Pregnant Women and Their Neonates

The utility of zidovudine for the prevention of maternal-fetal HIV transmission was demonstrated in a randomized, double-blind, placebo-controlled trial (ACTG076) conducted in HIV-infected pregnant women with CD4+ cell counts of 200 to 1,818 celIs/mm3 (median in the treated group: 560 celIs/mm3 ) who had little or no previous exposure to zidovudine. Oral zidovudine was initiated between 14 and 34 weeks of gestation (median 11 weeks of therapy) followed by IV administration of zidovudine during labor and delivery. Following birth, neonates received oral zidovudine syrup for 6 weeks. The study showed a statistically significant difference in the incidence of HIV infection in the neonates (based on viral culture from peripheral blood) between the group receiving zidovudine and the group receiving placebo. Of 363 neonates evaluated in the study, the estimated risk of HIV infection was 7.8% in the group receiving zidovudine and 24.9% in the placebo group, a relative reduction in transmission risk of 68.7%. Zidovudine was well tolerated by mothers and infants. There was no difference in pregnancy-related adverse events between the treatment groups.

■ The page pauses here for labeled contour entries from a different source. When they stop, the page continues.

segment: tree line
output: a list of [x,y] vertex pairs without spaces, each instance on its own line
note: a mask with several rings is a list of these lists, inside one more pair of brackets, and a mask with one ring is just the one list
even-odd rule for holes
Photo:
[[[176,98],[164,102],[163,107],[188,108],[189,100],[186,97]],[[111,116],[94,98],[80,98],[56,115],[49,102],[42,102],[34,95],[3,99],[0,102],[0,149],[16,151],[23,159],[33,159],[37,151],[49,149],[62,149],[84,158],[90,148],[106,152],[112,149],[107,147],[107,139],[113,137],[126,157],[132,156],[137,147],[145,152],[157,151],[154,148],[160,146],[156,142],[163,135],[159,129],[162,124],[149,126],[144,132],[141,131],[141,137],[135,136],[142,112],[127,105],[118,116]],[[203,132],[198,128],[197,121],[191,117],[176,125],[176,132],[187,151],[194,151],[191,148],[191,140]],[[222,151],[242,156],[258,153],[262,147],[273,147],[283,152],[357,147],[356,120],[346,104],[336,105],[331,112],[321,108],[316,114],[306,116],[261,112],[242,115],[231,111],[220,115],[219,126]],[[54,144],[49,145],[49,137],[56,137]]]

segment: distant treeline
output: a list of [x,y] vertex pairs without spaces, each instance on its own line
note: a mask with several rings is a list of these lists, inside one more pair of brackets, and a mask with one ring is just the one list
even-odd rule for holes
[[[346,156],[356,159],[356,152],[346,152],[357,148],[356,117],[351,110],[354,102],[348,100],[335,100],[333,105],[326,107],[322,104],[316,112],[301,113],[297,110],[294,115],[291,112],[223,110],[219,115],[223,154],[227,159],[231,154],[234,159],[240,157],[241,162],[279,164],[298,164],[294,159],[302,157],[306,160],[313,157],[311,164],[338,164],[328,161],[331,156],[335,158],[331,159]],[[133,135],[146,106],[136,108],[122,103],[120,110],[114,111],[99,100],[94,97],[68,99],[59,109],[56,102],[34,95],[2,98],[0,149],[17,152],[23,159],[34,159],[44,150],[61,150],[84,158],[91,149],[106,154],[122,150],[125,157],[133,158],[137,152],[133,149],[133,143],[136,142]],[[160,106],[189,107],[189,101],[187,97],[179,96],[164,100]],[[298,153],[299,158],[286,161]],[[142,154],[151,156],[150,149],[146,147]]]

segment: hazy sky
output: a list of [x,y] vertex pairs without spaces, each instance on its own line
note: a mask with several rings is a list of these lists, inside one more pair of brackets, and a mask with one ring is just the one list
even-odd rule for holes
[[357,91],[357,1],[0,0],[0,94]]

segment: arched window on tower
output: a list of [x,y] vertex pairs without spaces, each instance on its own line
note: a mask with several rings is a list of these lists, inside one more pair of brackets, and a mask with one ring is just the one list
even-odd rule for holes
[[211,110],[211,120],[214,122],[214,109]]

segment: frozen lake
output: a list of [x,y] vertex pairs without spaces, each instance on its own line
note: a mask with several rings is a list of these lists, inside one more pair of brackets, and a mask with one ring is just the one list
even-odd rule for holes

Zidovudine Contraindications

Zidovudine Tablets are contraindicated for patients who have potentially life-threatening allergic reactions to any of the components of the formulation.

Zidovudine Side Effects

COMBIVIR and TRIZIVIR are combination product tablets that contain zidovudine as one of their components. Zidovudine should not be administered concomitantly with COMBIVIR or TRIZIVIR.

The incidence of adverse reactions appears to increase with disease progression; patients should be monitored carefully, especially as disease progression occurs.

Bone Marrow Suppression

Zidovudine should be used with caution in patients who have bone marrow compromise evidenced by granulocyte count <1,000 celIs/mm3 or hemoglobin <9.5 g/dL. In patients with advanced symptomatic HIV disease, anemia and neutropenia were the most significant adverse events observed. There have been reports of pancytopenia associated with the use of zidovudine, which was reversible in most instances after discontinuance of the drug. However, significant anemia, in many cases requiring dose adjustment, discontinuation of zidovudine, and/or blood transfusions, has occurred during treatment with zidovudine alone or in combination with other antiretrovirals.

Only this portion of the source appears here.